Projects are the lifeblood of most modern businesses. But business projects seem to be getting more and more complex all the time! It’s important to try to keep your head in the game, even though that can often feel like an impossible task.
Here are some of our best tips for efficiently managing a complex project.
Establish the authorities and points of contact
A complex project will usually require quite a big team. And sometimes a big team can be quite a complex thing in and of itself! One of the most important things you can do is make sure everyone knows who to go to in a given situation. No-one’s role in your team should be a mystery to anybody else. Everyone should know what any given person is doing on the project. Everyone should have a clear idea of what abilities the people they’re working with have. If one member of the team has a problem that can only be dealt with by enlisting the help of someone else, then they should know who to go to immediately.
Plan, plan, plan
What, you were thinking of going in without a plan? Okay, I sincerely doubt it. But you need to be as thorough as you can be when it comes to this. Before you start work on the project properly, get all the team members in a room. Everyone should be involved in the initial planning process; don’t just leave it up to the managers. This gives you a better chance of getting everything you need into the plan.
Prioritize your tasks
In most projects I’ve worked on in offices, people tend to start prioritizing tasks quite late into the game. You should be doing it different. Once you’ve all planned out the tasks, the entire team should then collaborate on prioritizing. This stage, of course, requires some knowledge about how one task can potentially affect another. You may look at a task and think that it seems pretty small. But someone else on the team who specializes in that area may recognize that that task can affect your ability to do several other tasks. In which case, as small as it may seem, it needs to be considered a high priority.

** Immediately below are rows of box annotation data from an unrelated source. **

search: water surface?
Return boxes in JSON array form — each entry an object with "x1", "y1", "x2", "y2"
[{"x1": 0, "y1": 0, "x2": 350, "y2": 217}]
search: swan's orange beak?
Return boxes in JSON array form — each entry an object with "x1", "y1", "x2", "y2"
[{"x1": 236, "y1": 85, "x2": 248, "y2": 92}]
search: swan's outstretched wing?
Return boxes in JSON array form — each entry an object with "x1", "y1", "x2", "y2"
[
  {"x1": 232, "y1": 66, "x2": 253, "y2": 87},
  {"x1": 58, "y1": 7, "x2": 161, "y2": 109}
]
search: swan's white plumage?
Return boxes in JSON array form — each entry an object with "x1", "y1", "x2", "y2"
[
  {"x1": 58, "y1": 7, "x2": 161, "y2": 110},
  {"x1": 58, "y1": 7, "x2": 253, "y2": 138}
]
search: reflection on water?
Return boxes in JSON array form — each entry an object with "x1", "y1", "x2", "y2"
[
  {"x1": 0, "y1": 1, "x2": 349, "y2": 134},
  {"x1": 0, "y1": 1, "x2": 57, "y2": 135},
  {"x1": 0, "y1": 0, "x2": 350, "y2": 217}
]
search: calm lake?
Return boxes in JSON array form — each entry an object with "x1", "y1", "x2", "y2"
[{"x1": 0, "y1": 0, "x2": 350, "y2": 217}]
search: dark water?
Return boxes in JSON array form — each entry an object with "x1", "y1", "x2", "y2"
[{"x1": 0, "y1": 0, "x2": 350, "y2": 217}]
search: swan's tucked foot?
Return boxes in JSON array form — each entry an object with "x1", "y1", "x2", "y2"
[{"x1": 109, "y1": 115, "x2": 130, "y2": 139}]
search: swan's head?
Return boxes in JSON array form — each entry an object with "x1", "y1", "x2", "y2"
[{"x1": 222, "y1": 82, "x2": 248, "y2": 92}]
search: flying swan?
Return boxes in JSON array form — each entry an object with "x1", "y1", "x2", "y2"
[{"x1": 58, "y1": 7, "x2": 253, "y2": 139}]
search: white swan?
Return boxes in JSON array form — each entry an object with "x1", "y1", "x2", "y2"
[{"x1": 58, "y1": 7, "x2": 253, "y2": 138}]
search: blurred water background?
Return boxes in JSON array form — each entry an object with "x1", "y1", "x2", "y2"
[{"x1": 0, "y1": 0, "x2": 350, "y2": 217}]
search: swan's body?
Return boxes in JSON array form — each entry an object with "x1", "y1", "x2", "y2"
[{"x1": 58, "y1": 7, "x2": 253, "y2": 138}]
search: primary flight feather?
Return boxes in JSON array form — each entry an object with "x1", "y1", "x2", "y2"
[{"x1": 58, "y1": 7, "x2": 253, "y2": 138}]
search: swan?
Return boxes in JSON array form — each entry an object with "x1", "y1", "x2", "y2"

Pay attention to the experts – but make sure you understand everything
Yes, you may be the business owner or the team leader. But, as I’m sure you know, there are going to be people on the team who know more about a given task than you. This is especially true in, say, software development. Programmers and designers will probably know a lot more than the project manager about coding and art. You should learn to trust their judgement when it comes to these things; don’t spend too long arguing about stuff. That being said, you shouldn’t just blindly follow the advice of the experts. Make sure they explain to you as clearly as possible the implications of any given choice.
Have the right management software
A complex project requires a lot of micromanagement. One of the best ways of going about project management is to break tasks and assets into smaller chunks and managing them that way. The downside of this is that you have smaller items to deal with, which means you end up juggling more. It can be less complex in one sense, but it can seem more complex if you’re not “juggling” the tasks properly! You should be looking into project management software. This helps you visualize and manipulate things in a much clearer way. You can get software for juggling schedules and tasks. You can also get services that will help you handle all of your digital assets.
Hold brief team catch-ups on a daily basis
I think it’s fair to say that few people love team meetings. It’s not that we don’t like each other, of course. It’s just that team meetings feel like they get in the way of actually doing the work, sometimes. We have to spend a lot of time listening to one another speak about tasks that may not necessarily directly affect us. But these meetings also keep us on the same page. So what do we do? One thing you should try is a daily standup meeting. As soon as you can in the morning, hold a ten-minute meeting where everyone stands up around a whiteboard. Everyone should get a maximum of a minute to update the team on what they’ve been doing.